Alouette, little Alouette…
Шрифт:
– Как скоро это будет? – спросил Фирестоун.
Максим помялся, развел руками.
– Сожалею.
Фирестоун продолжал всматриваться в его лицо.
– Максим, из любого правила есть исключения.
– Из таких нет, – ответил Максим. – Это преступление.
Фирестоун помрачнел.
– Жаль… ну что ж. Ладно, не расстраивайся. Я не один такой. Другим даже приятно будет, что и мильтимиллиардеры мрут.
Аллуэтта молчала, только смотрела отчаянными глазами то на отца, то на Максима.

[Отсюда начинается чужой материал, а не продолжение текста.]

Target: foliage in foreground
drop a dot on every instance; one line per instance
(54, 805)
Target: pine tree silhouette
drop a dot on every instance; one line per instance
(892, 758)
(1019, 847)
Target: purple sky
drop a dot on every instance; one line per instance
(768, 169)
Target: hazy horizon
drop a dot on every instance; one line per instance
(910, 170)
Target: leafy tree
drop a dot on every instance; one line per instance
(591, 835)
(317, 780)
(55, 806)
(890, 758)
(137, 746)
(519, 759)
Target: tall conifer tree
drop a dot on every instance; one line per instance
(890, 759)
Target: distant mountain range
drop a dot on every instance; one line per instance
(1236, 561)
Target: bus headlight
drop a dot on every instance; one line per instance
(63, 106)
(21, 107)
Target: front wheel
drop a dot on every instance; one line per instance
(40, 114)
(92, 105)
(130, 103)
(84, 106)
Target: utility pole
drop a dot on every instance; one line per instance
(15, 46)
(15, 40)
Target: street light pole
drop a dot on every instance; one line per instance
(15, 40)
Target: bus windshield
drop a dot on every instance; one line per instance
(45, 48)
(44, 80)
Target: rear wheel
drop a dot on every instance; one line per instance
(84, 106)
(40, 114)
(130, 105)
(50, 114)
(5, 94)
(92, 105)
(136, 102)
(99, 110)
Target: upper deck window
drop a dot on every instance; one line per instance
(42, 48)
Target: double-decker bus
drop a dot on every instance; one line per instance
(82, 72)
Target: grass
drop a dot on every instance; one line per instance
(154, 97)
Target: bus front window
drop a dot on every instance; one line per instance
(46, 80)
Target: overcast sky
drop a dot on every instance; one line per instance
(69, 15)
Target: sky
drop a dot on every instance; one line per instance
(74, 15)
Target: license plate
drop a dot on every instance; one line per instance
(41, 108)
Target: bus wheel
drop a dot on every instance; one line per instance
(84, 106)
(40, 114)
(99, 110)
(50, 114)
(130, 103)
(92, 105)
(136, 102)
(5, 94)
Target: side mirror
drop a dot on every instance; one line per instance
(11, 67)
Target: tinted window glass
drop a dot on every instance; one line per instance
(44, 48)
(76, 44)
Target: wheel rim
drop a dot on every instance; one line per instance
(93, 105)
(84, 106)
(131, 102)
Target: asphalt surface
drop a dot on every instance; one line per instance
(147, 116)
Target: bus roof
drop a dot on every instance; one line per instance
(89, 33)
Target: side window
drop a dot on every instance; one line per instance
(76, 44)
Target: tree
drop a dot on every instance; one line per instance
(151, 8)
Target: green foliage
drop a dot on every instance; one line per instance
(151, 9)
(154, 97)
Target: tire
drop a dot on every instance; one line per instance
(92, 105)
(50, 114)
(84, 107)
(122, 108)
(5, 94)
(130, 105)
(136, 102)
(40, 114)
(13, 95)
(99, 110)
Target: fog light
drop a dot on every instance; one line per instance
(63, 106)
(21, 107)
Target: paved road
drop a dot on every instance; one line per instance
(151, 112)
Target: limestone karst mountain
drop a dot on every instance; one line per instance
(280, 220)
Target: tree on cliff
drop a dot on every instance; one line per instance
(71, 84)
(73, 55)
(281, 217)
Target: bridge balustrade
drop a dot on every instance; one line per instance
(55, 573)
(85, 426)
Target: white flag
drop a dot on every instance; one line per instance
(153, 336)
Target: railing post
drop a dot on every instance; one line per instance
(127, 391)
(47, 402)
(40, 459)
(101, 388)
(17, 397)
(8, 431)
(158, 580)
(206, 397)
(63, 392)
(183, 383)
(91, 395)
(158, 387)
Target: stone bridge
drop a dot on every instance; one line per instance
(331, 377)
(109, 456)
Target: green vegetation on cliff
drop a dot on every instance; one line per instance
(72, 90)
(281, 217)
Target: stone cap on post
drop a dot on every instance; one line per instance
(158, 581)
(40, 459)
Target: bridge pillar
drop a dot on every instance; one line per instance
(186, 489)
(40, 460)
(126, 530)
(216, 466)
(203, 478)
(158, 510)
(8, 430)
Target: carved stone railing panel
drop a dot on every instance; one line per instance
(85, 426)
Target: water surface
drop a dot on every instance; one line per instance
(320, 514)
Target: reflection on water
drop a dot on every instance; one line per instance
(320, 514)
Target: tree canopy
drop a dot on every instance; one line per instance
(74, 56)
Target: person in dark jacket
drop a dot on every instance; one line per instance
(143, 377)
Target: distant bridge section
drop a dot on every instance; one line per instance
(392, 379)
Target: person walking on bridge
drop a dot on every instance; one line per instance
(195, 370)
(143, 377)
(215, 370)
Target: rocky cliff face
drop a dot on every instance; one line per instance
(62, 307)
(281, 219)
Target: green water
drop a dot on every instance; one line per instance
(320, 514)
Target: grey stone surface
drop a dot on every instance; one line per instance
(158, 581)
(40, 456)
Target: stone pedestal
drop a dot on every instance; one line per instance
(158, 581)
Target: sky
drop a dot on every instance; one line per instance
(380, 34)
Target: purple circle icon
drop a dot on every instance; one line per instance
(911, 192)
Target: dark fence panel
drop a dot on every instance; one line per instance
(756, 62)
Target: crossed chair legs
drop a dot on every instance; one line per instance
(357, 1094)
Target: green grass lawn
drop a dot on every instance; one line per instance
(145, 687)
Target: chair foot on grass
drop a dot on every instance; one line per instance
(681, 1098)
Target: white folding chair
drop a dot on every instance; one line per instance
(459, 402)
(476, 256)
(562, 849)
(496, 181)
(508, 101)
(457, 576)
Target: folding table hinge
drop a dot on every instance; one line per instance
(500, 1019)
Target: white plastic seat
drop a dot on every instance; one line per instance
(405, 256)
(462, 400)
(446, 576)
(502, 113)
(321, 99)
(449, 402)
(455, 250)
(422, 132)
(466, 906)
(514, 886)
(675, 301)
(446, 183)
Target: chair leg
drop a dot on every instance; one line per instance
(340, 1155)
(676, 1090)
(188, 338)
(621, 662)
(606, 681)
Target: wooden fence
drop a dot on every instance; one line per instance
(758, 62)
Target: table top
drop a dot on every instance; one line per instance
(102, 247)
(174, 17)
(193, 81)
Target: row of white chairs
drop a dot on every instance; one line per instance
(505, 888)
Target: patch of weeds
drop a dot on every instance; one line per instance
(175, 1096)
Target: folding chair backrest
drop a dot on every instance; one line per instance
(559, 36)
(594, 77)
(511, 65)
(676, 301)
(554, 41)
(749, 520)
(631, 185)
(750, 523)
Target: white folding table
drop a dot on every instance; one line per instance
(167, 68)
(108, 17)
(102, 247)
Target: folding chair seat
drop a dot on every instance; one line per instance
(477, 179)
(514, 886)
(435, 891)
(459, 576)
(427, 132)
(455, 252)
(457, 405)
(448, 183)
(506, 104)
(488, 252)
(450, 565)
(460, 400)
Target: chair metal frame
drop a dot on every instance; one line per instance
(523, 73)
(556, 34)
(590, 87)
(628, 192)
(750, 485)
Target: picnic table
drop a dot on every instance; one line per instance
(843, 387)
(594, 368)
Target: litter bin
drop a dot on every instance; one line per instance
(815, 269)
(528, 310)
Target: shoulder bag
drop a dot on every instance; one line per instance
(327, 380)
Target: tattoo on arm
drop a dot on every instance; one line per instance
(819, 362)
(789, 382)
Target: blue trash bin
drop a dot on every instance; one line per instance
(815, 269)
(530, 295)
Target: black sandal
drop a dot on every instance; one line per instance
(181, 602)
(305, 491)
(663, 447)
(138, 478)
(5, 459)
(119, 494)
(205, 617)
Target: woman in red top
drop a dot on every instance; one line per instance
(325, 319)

– Впрочем, – сказал Максим, – вы могли бы зайти завтра к нам. Никто не удивится, это
Фирестоун медленно наклонил голову, все еще не отрывая взгляда от лица Максима.
– Непременно. Непременно.
Глава 15
Как и договорились, Фирестоун на следующий день заехал в Научно-исследовательский центр, пообщался с Томбергом, заглянул в пару лабораторий, которым бы тоже не мешало помочь в финансовых вопросах, побывал в лаборатории Максима и осмотрел ККК-3С, а потом ушел за перегородку к заведующему лабораторией, и некоторое время, как заметили все остальные, там разговаривали приглушенными голосами.
После его ухода Максим заявил, что пообщались насчет перспектив мировой науки и дружбы народов, все хорошо и все поют, а теперь за работу, за работу, шнель, шнель, кому устроить показательную порку?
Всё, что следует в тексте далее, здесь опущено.